Des zones entières échappent au radar des acteurs institutionnels et multilatéraux. Quand le Pape François, lors d’un message en 2017 à l’adresse de l’ONU, prône la création d’un Fonds mondial pour éradiquer la faim dans le monde, il rejoint en cela le mouvement opéré par les grandes ONG internationales pour se coordonner, se compléter ou s’associer, afin d’optimiser leurs actions. Mais aussi pour observer, comme pour alerter, compte-tenu de leurs positions privilégiées au plus près des populations, là où les Gouvernements échouent ou parfois, feignent de ne pas voir quand ils sont rattrapés par des politiques contingentes.
Dans l’urgence ou le long terme. Au Nord comme au Sud. Dans l’action pour le climat comme dans celle au service des minorités, l’action humanitaire est une vigie des valeurs universelles. Car, en matière de fraternité, aucun acteur n’a le monopole du sens. Chacun est légitime tant le champ est vaste.

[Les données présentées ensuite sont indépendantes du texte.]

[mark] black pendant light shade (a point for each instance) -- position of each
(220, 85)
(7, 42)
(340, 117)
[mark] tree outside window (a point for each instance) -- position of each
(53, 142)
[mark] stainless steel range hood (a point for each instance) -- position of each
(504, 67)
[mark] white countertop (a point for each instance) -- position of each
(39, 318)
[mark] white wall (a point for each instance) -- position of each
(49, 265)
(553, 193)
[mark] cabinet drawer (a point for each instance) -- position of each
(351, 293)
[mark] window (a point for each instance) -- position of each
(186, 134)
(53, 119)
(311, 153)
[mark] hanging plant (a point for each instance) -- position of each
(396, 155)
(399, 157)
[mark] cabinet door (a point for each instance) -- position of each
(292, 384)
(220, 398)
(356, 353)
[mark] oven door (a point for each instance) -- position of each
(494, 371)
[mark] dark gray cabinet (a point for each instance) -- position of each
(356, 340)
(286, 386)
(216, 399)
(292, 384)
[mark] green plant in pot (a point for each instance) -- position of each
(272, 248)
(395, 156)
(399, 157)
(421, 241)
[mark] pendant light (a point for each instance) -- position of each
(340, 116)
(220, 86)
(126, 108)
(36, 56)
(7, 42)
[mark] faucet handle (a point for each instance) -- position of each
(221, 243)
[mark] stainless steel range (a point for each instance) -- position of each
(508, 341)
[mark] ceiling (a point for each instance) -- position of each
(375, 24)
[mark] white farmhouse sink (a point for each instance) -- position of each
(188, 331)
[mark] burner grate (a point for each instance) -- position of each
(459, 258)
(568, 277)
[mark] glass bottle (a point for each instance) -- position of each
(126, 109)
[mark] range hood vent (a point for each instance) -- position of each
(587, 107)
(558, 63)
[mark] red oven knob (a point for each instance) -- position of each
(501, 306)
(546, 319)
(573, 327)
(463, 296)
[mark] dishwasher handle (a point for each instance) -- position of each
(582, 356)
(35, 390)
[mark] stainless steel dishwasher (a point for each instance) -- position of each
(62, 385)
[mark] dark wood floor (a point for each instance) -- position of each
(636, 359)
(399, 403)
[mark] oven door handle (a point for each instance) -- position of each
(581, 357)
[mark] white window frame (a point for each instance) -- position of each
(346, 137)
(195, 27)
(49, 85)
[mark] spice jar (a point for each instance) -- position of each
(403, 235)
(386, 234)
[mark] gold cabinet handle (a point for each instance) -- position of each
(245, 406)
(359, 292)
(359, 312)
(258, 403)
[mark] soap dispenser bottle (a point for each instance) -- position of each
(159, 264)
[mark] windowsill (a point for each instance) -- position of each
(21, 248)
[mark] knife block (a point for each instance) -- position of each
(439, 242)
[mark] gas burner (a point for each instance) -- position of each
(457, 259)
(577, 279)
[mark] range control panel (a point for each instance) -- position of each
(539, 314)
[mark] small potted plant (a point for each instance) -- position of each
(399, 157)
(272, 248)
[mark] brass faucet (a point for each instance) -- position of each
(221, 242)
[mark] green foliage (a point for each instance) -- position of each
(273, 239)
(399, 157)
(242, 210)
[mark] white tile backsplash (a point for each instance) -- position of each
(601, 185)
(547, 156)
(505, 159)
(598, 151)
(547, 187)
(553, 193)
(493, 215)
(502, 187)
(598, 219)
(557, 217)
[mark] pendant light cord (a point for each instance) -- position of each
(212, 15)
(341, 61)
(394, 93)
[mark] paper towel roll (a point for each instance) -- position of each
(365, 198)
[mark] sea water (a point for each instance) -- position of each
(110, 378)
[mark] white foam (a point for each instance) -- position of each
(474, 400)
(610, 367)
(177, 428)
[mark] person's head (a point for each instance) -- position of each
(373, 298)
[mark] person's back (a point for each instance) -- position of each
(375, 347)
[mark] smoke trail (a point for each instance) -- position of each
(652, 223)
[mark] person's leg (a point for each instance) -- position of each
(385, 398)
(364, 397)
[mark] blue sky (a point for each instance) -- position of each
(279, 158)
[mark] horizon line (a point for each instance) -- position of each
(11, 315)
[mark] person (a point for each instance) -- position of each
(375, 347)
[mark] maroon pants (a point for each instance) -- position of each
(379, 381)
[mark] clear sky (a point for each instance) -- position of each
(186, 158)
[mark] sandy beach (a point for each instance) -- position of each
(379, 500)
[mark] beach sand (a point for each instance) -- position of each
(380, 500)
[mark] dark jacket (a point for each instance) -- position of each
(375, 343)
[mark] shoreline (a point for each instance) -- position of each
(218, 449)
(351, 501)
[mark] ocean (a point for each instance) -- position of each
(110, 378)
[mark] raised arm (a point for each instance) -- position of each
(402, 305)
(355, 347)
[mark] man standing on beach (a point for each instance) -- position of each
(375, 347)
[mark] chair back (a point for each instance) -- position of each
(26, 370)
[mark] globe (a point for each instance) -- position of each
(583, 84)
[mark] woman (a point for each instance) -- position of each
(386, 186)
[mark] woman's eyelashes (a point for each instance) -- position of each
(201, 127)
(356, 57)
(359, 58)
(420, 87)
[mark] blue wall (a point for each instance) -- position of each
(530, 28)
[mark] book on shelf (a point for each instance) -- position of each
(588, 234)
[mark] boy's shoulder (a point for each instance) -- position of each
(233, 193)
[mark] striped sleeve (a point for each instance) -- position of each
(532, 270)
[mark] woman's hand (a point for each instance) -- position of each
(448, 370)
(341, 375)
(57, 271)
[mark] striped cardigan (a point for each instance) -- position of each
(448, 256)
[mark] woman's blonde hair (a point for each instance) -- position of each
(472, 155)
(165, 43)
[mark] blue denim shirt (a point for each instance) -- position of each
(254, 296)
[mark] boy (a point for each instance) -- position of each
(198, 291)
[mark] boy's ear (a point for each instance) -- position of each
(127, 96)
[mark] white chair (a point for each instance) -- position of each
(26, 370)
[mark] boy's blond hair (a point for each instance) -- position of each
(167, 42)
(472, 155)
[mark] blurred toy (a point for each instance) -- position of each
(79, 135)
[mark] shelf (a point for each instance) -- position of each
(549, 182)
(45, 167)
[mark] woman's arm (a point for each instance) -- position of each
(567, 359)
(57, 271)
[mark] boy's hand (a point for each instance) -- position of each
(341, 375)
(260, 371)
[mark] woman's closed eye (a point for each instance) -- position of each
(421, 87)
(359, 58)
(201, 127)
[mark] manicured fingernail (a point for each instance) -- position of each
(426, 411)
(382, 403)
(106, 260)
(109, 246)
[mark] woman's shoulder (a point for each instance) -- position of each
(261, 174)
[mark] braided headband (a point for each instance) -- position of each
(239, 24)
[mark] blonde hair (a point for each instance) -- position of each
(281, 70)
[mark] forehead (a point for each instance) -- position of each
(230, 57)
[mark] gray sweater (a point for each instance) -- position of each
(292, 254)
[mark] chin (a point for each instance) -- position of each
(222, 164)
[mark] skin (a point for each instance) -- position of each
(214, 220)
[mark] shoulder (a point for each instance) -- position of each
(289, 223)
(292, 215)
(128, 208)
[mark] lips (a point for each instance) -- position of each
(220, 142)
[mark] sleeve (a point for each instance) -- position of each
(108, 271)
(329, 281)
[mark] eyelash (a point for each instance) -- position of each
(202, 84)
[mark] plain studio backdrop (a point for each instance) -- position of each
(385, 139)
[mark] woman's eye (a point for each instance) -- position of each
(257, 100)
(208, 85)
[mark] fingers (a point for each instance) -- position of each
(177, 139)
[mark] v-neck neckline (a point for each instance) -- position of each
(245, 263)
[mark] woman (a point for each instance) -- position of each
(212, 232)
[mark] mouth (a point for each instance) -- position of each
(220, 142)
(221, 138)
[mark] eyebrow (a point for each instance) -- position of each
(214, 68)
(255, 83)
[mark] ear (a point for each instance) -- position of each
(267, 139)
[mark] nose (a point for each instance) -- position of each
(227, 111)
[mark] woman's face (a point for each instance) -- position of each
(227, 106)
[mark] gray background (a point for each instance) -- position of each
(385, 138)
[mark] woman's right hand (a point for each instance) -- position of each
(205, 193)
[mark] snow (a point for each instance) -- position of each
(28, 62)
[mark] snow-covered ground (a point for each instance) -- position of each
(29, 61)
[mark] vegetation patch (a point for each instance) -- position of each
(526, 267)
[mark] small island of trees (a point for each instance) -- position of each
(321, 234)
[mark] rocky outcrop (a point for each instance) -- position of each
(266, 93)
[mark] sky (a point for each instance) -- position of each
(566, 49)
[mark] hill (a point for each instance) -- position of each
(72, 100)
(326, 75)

Cette fraternité vécue – bien qu’elle s’inscrive dans un corpus de valeurs – n’en est pas moins professionnelle. Elle se réalise à travers une formidable ingénierie dont l’apport devrait toujours être subtilement dosé pour laisser au maximum les populations garder la maîtrise de leur progrès. S’appuyer sur les communautés locales, associer les parents aux efforts d’éducation de leurs enfants, s’inscrire dans le long terme pour ouvrir des parcours durables et solides devraient être les invariants d’une action
humanitaire réussie. Cette ingénierie a comme principe cardinal de faire du « terrain » son espace référentiel. Le terrain est un gage d’efficacité. Indispensable. Vrai. Il est à la fois le point de départ et le point d’arrivée de la plupart des programmes.
Il façonne la relation de confiance à travers laquelle les populations accompagnantes et accompagnées se confondent pour partager ensemble l’objectif à atteindre. Il enseigne la polyvalence et mobilise tous les talents. Il fabrique l’osmose à travers laquelle la fraternité prend tout son sens. L’action humanitaire
s’inscrit dans un équilibre très particulier entre le professionnalisme et les valeurs d’humanité. Pour celles et ceux qui en sont les acteurs et les actrices, elle est un métier autant qu’un engagement. Elle suppose de leur part des objectifs à atteindre mais aussi de réussir une mission avec sa part d’idéal, de renoncement et souvent d’abnégation. La société a souvent du mal à reconnaître les compétences singulières de ceux dont le métier touche précisément l’essentiel. Car ces acteurs échappent le plus souvent aux contingences de pouvoir et d’influence. Ils sont avant tout au service des autres.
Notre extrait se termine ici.